City work crews yesterday laid into the massive hunk of congealed fat, wet wipes and literal crap that piled up under Station North.
The “fatberg,” as it was called, was removed live on a closed circuit feed. Video from WBAL-TV offers a gag-worthy crawl-up view to the obstructive mass in the sewer.
It built up over many years, adding girth from congealed fats and grease dumped down drains by city residents and their not-so-flushable wet wipes, among other detritus. At 140 tons, it was large enough to block 85 percent a 24-inch sewer main.
Crews yesterday journeyed down a manhole and used a high-powered pressure washer and a vacuum to suck out the bulk of the fatberg. Officials said last week that the effort would cost $60,000, and the removed debris would be taken to a landfill.

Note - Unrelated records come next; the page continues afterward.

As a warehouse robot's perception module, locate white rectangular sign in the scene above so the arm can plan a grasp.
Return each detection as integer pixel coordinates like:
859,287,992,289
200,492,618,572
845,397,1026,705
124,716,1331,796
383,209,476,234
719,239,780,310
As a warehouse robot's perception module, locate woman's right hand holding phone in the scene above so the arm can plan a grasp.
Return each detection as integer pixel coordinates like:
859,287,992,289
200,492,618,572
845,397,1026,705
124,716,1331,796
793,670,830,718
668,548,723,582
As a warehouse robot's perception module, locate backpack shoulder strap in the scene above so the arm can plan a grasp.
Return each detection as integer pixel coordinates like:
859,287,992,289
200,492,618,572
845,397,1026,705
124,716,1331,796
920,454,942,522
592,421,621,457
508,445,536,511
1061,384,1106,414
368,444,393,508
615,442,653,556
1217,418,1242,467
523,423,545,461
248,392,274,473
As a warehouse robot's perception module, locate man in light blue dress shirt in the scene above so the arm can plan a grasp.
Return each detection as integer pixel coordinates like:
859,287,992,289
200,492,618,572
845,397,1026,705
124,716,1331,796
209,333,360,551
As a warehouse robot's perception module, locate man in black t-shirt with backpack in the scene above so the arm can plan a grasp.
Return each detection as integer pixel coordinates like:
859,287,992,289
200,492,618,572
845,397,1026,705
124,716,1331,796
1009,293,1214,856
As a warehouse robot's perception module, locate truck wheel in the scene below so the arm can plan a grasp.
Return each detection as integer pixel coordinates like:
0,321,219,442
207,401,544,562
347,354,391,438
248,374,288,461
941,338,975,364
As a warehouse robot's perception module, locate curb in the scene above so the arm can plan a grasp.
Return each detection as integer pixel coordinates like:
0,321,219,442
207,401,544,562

DPW spokesman Kurt Kocher wrote in an email that the contractor is still working at the site today.
“They have been removing sediments, grease and other items that prevent the smooth flow of sewer inside the pipe,” he said. “If everything goes well, it will be completed by tomorrow noon. No break or other structural defects have been observed so far.”
The amount of removed grease hasn’t been quantified just yet, he added.
The fatberg may have been good fodder for jokes, but it really was an absolute mess for the city’s infrastructure and, as a result, the beleaguered Jones Falls. When officials announced its discovery roughly three weeks ago, they revealed recent fatberg-related backups had caused 1.2 million gallons of sewage combined to overflow from a structured outfall into the Jones Falls. Unlike most intentional sewage ejections that happen here in Baltimore when the sewers become flooded with rain, the two incidents that contributed to that total happened during dry weather.
The city and Baltimore County are working on a separate, ambitious project called Headworks to install high-powered pumps at the Back River Wastewater Treatment Plant in Essex. That, they say, will help to alleviate the miles-long sewage backup that causes most of the disgusting sewage spills into the Jones Falls, and eventually close the two remaining structured outfalls. It’s supposed to finished by late 2020, officials say.
What Headworks can’t do is stop us from creating another fatberg through our idiotic kitchen grease disposal methods. As DPW communications chief Jeffrey Raymond explained in an email to Baltimore Fishbowl in September:
Much better is preventing them by not letting fats, oils, and grease down the drain. Using hot water isn’t good because the stuff congeals when the water cools. Same with dish soap; the soap chemicals dissolve and allow the grease to harden again. Better to scrape it into a container that can be trashed, or using a paper towel to wipe the pans.
In remembrance, take a long, hard look at the Fatberg in this video shared by DPW last month.

This story has been updated with comment from the Department of Public Works.